Predictive Modeling of Longitudinal Data for Alzheimer’s Disease Diagnosis Using RNNs

Aghili, Maryamossadat; Tabarestani, Solale; Adjouadi, Malek; Adeli, Ehsan

doi:10.1007/978-3-030-00320-3_14

Predictive Modeling of Longitudinal Data for Alzheimer’s Disease Diagnosis Using RNNs

Maryamossadat Aghili¹⁷,
Solale Tabarestani¹⁷,
Malek Adjouadi¹⁷ &
…
Ehsan Adeli¹⁸

Conference paper
First Online: 13 September 2018

1418 Accesses
12 Citations

Part of the book series: Lecture Notes in Computer Science ((LNIP,volume 11121))

Abstract

In this paper, we study the application of Recurrent Neural Networks (RNNs) to discriminate Alzheimer’s disease patients from healthy control individuals using longitudinal neuroimaging data. Distinctions between Alzheimer’s Disease (AD), Mild Cognitive Impairment (MCI), and healthy subjects in a multi-modal heterogeneous longitudinal dataset is a challenging problem due to high similarity between brain patterns, high portions of missing data from different modalities and time points, and inconsistent number of test intervals between different subjects. Due to these challenges, to distinguish AD patients from healthy subjects, conventionally researchers use cross-sectional data when applying deep learning methods in neuroimaging applications. Whereas we propose a method based on RNNS to analyze the longitudinal data. After carefully preprocessing the data to alleviate the inconsistency due to different data sources and various protocols of capturing modalities, we arrange the data and feed it into variations of RNNs, i.e., vanilla Long Short Term Memory (LSTM) and Gated Recurrent Unit (GRU). The accuracy, F-score, sensitivity, and specificity of our models are reported and are compared with the most immediate baseline method, multi-layer perceptron (MLP).
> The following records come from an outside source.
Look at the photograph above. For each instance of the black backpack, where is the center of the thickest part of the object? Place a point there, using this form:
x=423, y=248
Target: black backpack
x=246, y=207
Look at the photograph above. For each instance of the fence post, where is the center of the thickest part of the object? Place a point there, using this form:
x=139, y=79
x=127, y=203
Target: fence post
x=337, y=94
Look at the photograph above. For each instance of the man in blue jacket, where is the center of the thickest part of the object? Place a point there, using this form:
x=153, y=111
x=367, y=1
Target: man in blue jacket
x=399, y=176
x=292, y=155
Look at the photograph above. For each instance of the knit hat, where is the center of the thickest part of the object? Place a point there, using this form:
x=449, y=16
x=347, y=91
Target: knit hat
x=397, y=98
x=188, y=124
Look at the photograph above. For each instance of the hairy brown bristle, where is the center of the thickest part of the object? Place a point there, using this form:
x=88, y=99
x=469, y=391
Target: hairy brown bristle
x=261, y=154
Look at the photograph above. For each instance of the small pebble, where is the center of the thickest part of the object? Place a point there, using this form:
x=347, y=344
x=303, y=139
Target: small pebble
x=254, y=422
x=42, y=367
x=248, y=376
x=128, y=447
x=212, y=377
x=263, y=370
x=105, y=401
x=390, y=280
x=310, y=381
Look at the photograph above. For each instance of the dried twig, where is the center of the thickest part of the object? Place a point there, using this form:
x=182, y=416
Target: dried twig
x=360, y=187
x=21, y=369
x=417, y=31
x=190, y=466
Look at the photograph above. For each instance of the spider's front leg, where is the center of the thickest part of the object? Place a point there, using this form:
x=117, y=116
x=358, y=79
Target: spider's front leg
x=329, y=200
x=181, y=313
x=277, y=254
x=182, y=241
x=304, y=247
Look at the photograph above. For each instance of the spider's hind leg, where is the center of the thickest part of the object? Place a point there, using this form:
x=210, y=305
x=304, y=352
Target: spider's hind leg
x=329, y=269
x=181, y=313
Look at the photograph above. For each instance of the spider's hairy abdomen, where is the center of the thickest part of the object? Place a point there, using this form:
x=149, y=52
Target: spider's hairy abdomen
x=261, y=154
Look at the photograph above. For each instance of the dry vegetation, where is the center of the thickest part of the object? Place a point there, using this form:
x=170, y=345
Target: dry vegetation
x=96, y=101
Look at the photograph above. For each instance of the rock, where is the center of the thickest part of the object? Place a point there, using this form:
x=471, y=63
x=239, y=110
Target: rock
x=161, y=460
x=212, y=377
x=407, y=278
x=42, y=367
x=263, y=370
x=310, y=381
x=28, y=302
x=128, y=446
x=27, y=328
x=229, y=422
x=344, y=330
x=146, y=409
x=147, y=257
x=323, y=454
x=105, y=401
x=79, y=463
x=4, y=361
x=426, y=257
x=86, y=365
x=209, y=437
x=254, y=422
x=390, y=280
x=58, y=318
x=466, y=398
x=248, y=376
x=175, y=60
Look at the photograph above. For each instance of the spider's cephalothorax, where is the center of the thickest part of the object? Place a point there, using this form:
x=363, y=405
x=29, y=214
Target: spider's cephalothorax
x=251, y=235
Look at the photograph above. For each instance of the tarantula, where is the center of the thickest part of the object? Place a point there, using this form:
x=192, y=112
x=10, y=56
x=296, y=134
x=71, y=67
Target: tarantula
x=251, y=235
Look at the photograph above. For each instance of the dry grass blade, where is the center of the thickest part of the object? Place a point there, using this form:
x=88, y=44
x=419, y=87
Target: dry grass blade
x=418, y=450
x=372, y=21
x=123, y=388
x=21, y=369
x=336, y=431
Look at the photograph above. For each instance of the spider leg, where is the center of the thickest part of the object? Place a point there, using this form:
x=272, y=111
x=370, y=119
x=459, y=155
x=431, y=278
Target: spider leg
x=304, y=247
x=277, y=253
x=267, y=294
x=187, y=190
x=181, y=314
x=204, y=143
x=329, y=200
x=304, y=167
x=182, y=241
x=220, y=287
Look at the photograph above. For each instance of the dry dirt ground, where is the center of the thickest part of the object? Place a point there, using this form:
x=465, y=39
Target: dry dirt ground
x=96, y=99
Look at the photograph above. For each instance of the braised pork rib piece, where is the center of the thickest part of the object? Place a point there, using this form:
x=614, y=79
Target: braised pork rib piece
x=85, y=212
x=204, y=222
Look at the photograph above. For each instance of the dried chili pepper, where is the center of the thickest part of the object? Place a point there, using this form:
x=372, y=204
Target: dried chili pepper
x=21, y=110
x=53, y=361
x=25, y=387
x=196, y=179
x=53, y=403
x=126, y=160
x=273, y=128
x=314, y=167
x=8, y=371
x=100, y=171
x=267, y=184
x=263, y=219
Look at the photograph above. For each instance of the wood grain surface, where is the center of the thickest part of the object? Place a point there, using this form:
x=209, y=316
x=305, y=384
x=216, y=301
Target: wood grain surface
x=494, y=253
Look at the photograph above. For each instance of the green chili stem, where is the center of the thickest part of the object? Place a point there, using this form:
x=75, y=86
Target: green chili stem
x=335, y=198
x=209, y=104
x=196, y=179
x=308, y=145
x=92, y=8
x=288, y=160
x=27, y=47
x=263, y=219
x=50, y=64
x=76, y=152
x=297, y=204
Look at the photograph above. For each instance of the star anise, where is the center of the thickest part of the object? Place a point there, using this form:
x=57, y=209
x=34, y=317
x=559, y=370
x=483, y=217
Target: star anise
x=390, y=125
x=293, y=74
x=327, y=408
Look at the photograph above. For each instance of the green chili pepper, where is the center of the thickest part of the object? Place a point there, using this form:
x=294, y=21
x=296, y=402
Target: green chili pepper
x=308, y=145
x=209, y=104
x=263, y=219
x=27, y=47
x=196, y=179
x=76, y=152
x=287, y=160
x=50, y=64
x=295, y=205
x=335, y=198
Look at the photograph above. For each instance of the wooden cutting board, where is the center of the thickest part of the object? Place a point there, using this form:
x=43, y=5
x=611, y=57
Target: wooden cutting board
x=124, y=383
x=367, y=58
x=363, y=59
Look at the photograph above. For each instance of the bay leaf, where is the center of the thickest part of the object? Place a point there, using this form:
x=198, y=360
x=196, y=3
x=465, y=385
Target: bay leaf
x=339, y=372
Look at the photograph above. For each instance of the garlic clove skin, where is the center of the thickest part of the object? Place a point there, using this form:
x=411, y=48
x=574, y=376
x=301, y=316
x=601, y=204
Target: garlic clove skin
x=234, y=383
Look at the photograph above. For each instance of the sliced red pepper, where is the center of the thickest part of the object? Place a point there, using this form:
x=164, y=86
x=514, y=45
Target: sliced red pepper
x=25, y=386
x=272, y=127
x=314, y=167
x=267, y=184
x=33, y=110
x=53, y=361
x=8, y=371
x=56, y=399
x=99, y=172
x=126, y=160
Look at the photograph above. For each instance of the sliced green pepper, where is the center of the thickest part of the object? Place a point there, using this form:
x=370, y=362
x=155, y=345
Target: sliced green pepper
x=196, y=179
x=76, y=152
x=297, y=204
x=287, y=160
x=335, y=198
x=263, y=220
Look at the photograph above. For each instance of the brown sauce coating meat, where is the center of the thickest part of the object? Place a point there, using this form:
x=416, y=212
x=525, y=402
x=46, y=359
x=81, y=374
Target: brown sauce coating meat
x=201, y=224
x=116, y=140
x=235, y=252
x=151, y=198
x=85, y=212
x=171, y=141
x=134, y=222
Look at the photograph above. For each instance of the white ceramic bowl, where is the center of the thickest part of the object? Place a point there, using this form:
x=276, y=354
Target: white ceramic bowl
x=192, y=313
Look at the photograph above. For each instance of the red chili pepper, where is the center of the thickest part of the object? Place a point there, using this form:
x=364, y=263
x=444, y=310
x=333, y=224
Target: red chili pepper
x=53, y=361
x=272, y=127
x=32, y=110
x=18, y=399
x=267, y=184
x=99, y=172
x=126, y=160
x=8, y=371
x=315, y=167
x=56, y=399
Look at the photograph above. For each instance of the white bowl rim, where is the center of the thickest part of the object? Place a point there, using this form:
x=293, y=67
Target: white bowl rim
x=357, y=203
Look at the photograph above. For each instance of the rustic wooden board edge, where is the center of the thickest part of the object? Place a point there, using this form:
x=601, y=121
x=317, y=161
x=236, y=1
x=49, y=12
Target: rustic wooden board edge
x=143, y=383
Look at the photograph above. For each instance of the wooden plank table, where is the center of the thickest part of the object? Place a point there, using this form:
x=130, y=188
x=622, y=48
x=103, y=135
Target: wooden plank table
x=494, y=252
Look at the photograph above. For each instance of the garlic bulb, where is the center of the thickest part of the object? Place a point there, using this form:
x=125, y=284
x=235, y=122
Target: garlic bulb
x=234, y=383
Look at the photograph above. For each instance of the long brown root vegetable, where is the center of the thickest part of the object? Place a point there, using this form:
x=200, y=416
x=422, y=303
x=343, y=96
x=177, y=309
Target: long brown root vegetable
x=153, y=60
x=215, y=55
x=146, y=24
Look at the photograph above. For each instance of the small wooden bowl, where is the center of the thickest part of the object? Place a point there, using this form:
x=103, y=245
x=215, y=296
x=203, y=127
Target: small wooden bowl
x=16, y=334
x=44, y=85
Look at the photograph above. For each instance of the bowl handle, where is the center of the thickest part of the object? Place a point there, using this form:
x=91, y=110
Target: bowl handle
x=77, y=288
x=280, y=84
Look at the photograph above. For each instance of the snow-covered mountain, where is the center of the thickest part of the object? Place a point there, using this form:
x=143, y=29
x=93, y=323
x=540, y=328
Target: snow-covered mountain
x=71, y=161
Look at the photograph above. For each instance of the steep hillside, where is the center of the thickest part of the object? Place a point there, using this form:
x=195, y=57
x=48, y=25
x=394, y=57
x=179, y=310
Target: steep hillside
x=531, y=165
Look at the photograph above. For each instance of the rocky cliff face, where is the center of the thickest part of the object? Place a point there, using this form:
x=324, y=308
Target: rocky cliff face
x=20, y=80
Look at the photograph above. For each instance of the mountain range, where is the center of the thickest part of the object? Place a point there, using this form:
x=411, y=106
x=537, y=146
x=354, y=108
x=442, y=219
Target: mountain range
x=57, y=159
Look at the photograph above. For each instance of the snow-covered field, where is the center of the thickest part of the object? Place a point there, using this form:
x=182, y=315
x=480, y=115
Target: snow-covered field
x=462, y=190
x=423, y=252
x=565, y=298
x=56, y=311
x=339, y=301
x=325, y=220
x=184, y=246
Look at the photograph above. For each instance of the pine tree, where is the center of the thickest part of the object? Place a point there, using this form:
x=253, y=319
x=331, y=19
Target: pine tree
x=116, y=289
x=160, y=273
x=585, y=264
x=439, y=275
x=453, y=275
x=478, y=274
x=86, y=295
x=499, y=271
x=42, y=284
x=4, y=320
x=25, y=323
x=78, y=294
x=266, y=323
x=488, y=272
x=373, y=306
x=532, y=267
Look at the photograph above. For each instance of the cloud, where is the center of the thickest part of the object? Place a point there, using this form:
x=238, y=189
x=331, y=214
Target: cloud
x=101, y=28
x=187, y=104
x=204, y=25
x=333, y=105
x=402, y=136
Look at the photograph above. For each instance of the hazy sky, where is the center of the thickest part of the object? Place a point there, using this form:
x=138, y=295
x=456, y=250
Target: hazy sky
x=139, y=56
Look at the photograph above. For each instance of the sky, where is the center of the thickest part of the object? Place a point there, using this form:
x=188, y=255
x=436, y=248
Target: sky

You have full access to this open access chapter, Download conference paper PDF

1 Introduction

Alzheimer’s disease (AD) is one of the most frequent types of dementia, which leads to memory loss and other cognitive disabilities. As the majority cases of dementia fall in the Alzheimer’s category, diagnosis and prognosis of this disease, especially in the early stage, has exceptional importance [1,2,3]. Early diagnosis, before the occurrence of the irreversible brain deformation, enables early treatment and plays a significant role in patient care, prediction of the progression risks, and severity recognition [3,4,5]. However, regardless of enormous efforts, pinpointing the prodromal stage of mild cognitive impairment is remained an open research field. Having incomplete samples in the longitudinal medical studies is a common phenomenon, as many patients may miss some of the tests and modalities in a time step or miss a complete visit within the study’s lifespan. Generally, missing values occur for a variety of reasons including drop out of subjects from the study, insufficient resolution, image corruption, budget limitation, etc. [5,6,7]. Many algorithms simply discard subjects with missing modalities from further experiments, which indeed results in a considerable loss of valuable information. Disease diagnosis accuracy might be improved if the missing parameters could be estimated correctly from the rest of the available data or modalities. Furthermore, to have a better understanding of the disease progression and to correctly label a subject as Normal Control (NC), Mild Cognitive Impairment (MCI), or dementia (i.e., AD), data from every visit should not be scrutinized independently from the earlier steps. Currently, a majority of the classification algorithms focus on the cross-sectional data and only analyze a specific interval’s biomarkers for the diagnosis and disregard the former patient’s status for the decision making process. To address this shortcoming, recent studies moved toward longitudinal data analysis and proposed new methods to leverage valuable temporal data by considering the inherent correlations of such data [6,7,8].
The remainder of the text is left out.